There simply is not such a clean separation between the two because 
things that the guest does affects the configuration of the guest.

Hot plug, removable media eject, persistent device settings (whether 
it's CMOS or EEPROM) all disrupt this model.

If you really wanted to have this separation, you'd have to be very 
strict about making all guest settings not be specified in config.  You 
would need to do:

qemu-img create -f e1000-eprom -o macaddr=12:23:45:67:78:90 e1000.0.rom
qemu-img create -f e1000-eprom -o macaddr=12:23:45:67:78:91 e1000.1.rom

qemu -device e1000,id=e1000.0,eeprom=e1000.0.rom -device 
e1000,id=e1000.1,eeprom=e1000.1.rom

And now I need a tool that lets me modify e1000-eprom images if I want 
to change the mac address dynamically (say I'm trying to clone a VM).

This type of model can be workable but as I said earlier, I think it's 
overengineering the problem.

We don't separate configuration from guest state today.  Instead of 
setting ourselves up for failure by setting an unrealistic standard that 
we try to achieve and never do, let's embrace the system that is working 
for us today.  We are authoritative for everything and guest state is 
intimately tied to the virtual machine configuration.

>>
>> But beyond those races, QEMU is the only entity that knows with 
>> certainty what bits of information are important to persist in order 
>> to preserve a guest across shutdown/restart.  The fact that we've 
>> punted this problem for so long has only ensured that management 
>> tools are either intrinsically broken or only support the most 
>> minimal subset of functionality we actually support.
>
> I'm not arguing about that.  I just want to stress again the 
> difference between state and configuration.  Qemu has no authority, in 
> my mind, as to configuration.  Only state.

Being the one that creates a guest based on configuration, I would say 
that we most certainly do.

>>>   Currently they contain the required guest configuration, a 
>>> representation of what's the current live configuration, and they 
>>> issue monitor commands to move the live configuration towards the 
>>> required configuration (or just generate a qemu command line).  What 
>>> you're describing is completely different, I'm not even sure what it 
>>> is.
>>
>> Management tools shouldn't have to think about how the monitor 
>> commands they issue impact the invocation options of QEMU.
>
> They have to, when creating a guest from scratch.
>
> But I admit, this throws a new light (for me) on things.  What's the 
> implications?
> - must have a qemu instance running when editing configuration, even 
> when the guest is down

QMP is an API.  Whether a qemu instance is launched is an implementation 
detail.  This could all be hidden completely with libqmp.

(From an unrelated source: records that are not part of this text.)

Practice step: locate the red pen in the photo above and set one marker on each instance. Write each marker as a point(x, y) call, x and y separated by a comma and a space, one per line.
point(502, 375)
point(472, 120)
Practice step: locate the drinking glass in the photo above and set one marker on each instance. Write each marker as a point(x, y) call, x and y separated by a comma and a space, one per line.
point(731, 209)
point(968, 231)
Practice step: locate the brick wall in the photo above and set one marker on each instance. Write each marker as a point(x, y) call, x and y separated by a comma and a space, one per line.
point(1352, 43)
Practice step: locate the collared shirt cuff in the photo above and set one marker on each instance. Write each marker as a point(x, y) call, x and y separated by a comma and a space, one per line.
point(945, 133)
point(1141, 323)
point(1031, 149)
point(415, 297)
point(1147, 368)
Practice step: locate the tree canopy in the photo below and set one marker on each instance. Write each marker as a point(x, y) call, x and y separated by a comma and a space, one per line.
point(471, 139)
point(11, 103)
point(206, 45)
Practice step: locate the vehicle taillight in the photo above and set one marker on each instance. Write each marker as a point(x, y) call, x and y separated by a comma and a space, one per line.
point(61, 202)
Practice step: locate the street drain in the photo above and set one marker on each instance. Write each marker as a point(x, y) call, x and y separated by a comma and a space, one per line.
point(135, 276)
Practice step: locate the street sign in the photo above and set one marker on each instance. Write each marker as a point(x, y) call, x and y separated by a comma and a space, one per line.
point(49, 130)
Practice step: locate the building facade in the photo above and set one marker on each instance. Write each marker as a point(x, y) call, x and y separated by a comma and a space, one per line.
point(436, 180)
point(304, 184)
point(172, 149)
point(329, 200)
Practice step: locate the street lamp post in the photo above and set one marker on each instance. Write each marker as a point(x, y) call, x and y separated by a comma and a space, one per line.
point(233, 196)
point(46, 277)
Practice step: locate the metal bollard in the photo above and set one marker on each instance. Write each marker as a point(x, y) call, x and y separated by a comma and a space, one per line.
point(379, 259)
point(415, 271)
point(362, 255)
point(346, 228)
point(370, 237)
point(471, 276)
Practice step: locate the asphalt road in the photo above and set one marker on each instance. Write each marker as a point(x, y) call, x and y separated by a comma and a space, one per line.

> - cannot add additional information to configuration; must store it in 
> an external database and cross-reference it with the qemu data using 
> the device ID

Don't confuse a management tool's notion of configuration with QEMU's 
configuration.

A management tools config is used to initially create and then 
manipulate an existing guest.   If the management tool supports 
out-of-band manipulation of a configuration file, then it needs to 
determine how the configuration file changed and execute the appropriate 
commands.

> - when editing non-hotpluggable configuration for the next boot, must 
> maintain old config somewhere, so we can issue delta commands later 
> (might be needed for current way of doing things)

Yes, it is.  libvirt kind of cheats here and just deletes the old VM and 
creates a new one when editing the XML IIUC.

> - no transactions/queries/etc except on non-authoritative source
> - issues with shared-nothing design (well, can store the configuration 
> file using DRBD).

In both cases, today a management tool races with QEMU so both of these 
points are currently true.

>>> If you look at management tools, they believe they are the 
>>> authoritative source of configuration information (not guest state, 
>>> which is more or less ignored).
>>
>> It's because we've given them no other option.
>
> It's the natural way of doing it.  You have a web interface that talks 
> to a database.  When you want to list all VMs that have network cards 
> on the production subnet, you issue a database query and get a 
> recordset.  How do you do that when the authoritative source of 
> information is spread across a cluster?

This problem still exists today.  A guest can eject a network card on 
it's own (without the management tool issuing a device_del command).  
QEMU will delete the NIC when this happens.  The same is true with CDROM 
eject.

Management tools are simply not authoritative today.

Regards,

Anthony Liguori